4. If you have a file system version prior to version 6, you might have to make changes for snapshots and data retention, as mentioned in the following list:
Snapshots. Files used for snapshots must either be created on StoreAll software 6.0 or
later, or the pre-6.0 file system containing the files must be upgraded for snapshots. To upgrade a file system, use the upgrade60.sh utility. For more information, see
“Upgrading pre-6.0 file systems for software snapshots” (page 180).
Data retention. Files used for data retention (including WORM and auto-commit) must be
created on StoreAll software 6.1.1 or later, or the pre-6.1.1 file system containing the files must be upgraded for retention features. To upgrade a file system, use the ibrix_reten_adm -u -f FSNAME command. Additional steps are required before and after you run the ibrix_reten_adm -u -f FSNAME command. For more information, see “Upgrading pre-6.1.1 file systems for data retention features” (page 181).

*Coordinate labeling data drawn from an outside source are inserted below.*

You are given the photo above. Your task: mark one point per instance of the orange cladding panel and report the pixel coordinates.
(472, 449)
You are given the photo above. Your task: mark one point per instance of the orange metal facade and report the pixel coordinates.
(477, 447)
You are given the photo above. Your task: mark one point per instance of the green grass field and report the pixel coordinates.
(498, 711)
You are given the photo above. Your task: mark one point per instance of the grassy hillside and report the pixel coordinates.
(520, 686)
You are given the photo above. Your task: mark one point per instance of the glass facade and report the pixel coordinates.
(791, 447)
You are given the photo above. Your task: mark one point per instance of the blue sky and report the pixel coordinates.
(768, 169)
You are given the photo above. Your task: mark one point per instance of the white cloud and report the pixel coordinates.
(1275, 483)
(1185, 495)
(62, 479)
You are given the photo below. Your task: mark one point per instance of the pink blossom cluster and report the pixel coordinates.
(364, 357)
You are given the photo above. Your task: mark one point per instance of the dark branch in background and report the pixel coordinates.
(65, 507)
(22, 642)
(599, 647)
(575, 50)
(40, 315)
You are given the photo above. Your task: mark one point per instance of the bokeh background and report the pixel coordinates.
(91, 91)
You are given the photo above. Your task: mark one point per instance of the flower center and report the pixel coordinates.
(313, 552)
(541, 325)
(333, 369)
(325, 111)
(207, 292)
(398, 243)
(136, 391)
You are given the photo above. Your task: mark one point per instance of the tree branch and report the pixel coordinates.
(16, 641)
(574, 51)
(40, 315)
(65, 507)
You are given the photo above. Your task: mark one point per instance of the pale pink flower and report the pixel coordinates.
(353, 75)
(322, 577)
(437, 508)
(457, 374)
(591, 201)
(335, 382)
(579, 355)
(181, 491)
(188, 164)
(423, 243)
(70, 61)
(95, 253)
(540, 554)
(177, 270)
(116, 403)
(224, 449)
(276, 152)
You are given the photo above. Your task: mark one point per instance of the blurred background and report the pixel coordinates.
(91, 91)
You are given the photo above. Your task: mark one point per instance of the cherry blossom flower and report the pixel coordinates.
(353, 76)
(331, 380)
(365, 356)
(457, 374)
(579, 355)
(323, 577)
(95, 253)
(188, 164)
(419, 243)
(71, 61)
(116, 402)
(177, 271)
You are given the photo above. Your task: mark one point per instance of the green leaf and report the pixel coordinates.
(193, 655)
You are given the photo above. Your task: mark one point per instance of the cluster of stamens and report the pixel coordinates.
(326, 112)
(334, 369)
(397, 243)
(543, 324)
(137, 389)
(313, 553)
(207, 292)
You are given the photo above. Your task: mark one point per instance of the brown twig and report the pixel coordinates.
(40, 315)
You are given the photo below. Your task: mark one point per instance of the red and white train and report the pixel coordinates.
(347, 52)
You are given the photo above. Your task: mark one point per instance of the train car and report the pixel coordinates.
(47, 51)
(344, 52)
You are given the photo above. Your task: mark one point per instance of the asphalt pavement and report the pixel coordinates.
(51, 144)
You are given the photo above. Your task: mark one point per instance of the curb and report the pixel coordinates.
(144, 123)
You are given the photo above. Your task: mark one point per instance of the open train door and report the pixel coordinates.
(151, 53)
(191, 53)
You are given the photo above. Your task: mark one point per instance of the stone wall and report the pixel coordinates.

5. If you have an Express Query enabled file system prior to version 6.3, manually complete each file system upgrade as described in “Required steps after the StoreAll Upgrade for pre-6.3
Express Query enabled file systems” (page 20).
Automated offline upgrades for StoreAll software 6.x to 6.3
Preparing for the upgrade
To prepare for the upgrade, complete the following steps:
1. Make sure you have completed all steps in the upgrade checklist (Table 1 (page 10)).
2. Stop all client I/O to the cluster or file systems. On the Linux client, use lsof </mountpoint> to show open files belonging to active processes.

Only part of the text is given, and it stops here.